Although dengue is the most common insect transmitted infection (the World Health Organization, WHO, estimates that worldwide there are hundreds of millions of people infected every year, and up to 100 million cases develop some symptoms; almost half the people on the planet are at risk of becoming infected), almost all the several hundred to a thousand cases diagnosed in the U.S. per year are contracted by people who have traveled to other countries. However, there have been rare cases of dengue that are believed to have been contracted in patients in the U.S. (in the warmer states where the Aedes mosquito may be found).

WHO has identified three subtypes of infection from dengue; dengue fever (DF), dengue hemorrhagic fever (DHF) and dengue shock syndrome (DSS). DHF and DSS are sometimes grouped together and termed “severe dengue fever.” DF may be caused by any of the four strains of the virus, and infection with any of the strains of the virus is thought to give the patient lifetime immunity to that specific strain. DHF and DSS are thought to occur in a small percentage of patients who have a history of having been infected with one strain of the virus and then at a later time become infected with a different strain; an "overreaction" of the patient’s immune system is thought to play a role in them developing the more severe symptoms described below.

DF is the mildest form of dengue infection. Fifty to 90 percent of people infected with dengue have minimal or no symptoms. After an incubation period of several days to a couple of weeks, those who do have symptoms may develop muscle, bone and/or joint pain (sometimes very severe, and hence DF is sometimes called break-bone fever), fever (often as high as 104 degree or higher), headache, weakness, nausea and/or vomiting, rash (flat red areas covered with small bumps that may be patchy and may be found on the face, chest, an insides of the arms/legs), sore throat, mild bleeding (for example bleeding of the gums, small red/purple dots on the skin called petechiae, other minor bleeding), swollen glands and/or other symptoms. The symptoms usually resolve on their own in a few days to a week, and are often milder in children under age 15. Less than one percent of DF patients die from their disease.

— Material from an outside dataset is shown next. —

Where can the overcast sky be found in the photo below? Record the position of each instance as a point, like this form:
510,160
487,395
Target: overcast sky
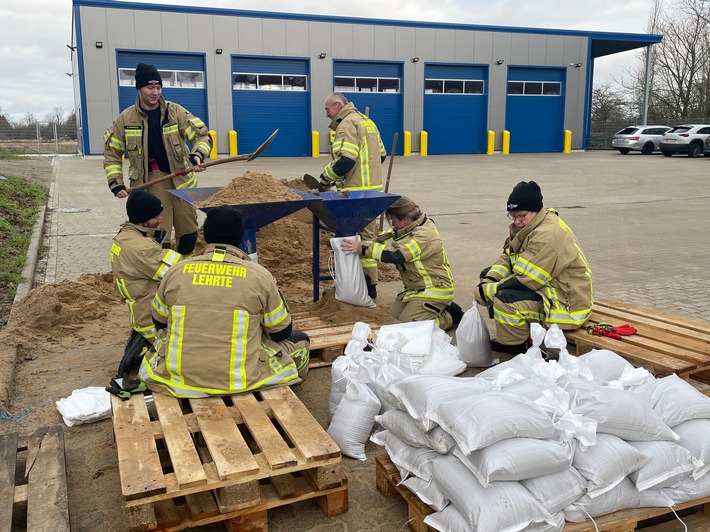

As noted above, DHF (hemorrhagic meaning bleeding) and DSS may occur in someone who has been infected with one strain of the dengue virus in the past and who is now exposed to a different strain. Untreated patients with DHF have a mortality as high as 20 percent, although with aggressive supportive treatment this may be brought down to 5 percent or lower.

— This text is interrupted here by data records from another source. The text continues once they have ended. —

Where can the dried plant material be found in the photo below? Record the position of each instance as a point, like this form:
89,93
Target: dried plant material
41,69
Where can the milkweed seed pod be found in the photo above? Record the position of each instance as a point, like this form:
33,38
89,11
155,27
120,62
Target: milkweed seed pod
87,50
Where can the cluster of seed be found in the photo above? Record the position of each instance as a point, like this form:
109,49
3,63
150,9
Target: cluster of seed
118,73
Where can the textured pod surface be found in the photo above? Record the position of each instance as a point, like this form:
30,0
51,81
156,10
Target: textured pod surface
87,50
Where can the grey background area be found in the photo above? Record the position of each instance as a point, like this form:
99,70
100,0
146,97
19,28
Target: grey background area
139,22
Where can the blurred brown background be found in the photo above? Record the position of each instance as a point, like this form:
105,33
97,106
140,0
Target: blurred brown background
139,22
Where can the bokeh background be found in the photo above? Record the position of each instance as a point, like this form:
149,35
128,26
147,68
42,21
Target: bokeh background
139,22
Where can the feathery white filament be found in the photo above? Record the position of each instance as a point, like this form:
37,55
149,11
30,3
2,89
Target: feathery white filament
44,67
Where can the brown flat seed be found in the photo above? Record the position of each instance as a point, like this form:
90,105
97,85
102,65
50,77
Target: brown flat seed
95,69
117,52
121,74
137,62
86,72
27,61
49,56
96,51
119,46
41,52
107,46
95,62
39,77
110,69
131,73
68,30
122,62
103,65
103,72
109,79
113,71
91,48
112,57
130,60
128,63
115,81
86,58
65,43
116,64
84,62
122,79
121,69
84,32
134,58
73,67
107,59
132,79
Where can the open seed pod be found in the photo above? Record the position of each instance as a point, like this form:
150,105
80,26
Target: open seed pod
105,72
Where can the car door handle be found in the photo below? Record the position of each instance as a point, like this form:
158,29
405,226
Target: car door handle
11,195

Despite the "hemorrhagic" in the name DHF, it is thought that patients with this condition (and those with DSS) actually develop leakage of the liquid part of the blood and lymphatic fluid (the plasma) from blood vessels (which may be from sites of trauma, in the intestines/other parts of the gastrointestinal system, in the urinary system, or in other body organs). This loss of fluid from the blood vessels may result in shock (inadequate supple of oxygen and nutrition, specifically blood glucose, to the body’s cells; it is our blood, pumped by the heart, that carries these to "feed" the cells/organs of our body).

There are no specific treatments for dengue infections. Symptomatic treatment is indicated as needed for DF patients (such as pain medication, medicines to reduce fever, oral fluids, etc.) whereas DHF and DSS may require hospitalization (possibly in the intensive care unit), intravenous fluid administration, possibly blood transfusions, medications to treat shock (such as medications to help stabilize blood pressure, cause the heart to be stronger, and/or others) and/or other supportive care.

The diagnosis of dengue infection is suspected based on the patient’s symptoms and potential for exposure (for example in a patient who lives or has traveled to someplace tropical/subtropical where the disease is endemic), and is confirmed by specialized blood tests (or in some cases tests on other body fluids or tissues).

The vaccination that has been developed to prevent dengue only seems to prevent severe disease in about 30 percent of those who receive it. Therefore the best way to prevent dengue is to minimize mosquito bites (for example by using insect spray containing DEET, wearing clothing to minimize skin exposure, possibly sleeping under mosquito netting, other techniques). People who may have been at risk for exposure and who develop symptoms possibly consistent with dengue infection should seek immediate medical care.